Getting Started with Notebooks Analysis Features

문서 > 노트북 > Analysis Features > Getting Started with Notebooks Analysis Features

이 페이지는 아직 영어로 제공되지 않습니다. 번역 작업 중입니다.
현재 번역 프로젝트에 대한 질문이나 피드백이 있으신 경우 언제든지 연락주시기 바랍니다.

Join the Preview!

Advanced Analysis is in Preview. To enable, reach out to your Customer Success Manager.

Overview

This example analysis notebook has:

Three data sources:
- trade_start_logs
- trade_execution_logs
- trading_platform_users
Three derived datasets, which are the results of data that has been transformed from filtering, grouping, or querying using SQL:
- parsed_execution_logs
- transaction_record
- transaction_record_with_names
One treemap visualization.

This diagram shows the different transformation and analysis cells the data sources go through.
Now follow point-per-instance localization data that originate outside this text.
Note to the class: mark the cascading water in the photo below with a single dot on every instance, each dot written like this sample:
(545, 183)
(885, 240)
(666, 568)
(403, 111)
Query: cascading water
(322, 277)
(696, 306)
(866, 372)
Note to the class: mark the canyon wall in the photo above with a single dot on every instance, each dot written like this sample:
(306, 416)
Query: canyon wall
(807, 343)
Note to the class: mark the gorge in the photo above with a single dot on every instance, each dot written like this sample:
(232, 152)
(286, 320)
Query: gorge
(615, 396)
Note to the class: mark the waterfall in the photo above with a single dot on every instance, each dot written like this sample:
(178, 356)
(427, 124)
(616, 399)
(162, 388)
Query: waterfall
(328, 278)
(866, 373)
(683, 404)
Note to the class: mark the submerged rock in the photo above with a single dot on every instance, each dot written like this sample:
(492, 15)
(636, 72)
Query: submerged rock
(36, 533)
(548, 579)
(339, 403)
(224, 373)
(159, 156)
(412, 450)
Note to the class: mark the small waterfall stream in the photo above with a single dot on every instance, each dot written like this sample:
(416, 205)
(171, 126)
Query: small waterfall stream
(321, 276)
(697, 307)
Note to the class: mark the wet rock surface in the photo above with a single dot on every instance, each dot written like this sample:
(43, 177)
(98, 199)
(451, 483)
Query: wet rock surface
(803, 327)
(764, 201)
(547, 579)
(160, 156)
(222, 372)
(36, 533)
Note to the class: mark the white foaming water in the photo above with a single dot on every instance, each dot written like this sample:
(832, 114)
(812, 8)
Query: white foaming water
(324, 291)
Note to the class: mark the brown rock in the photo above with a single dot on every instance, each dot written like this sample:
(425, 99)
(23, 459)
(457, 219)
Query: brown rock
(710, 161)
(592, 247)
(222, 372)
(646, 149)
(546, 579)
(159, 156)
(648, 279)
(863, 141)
A flowchart showing the steps that the data sources go through

Example walkthrough

The example starts off with two logs data sources:

trade_start_logs
trade_execution_logs

The next cell in the analysis notebook is the transform cell parsed_execution_logs. It uses the following [grok parsing syntax][3] to extract the transaction ID from the message column of the trade_execution_logs dataset and adds the transaction ID to a new column called transaction_id.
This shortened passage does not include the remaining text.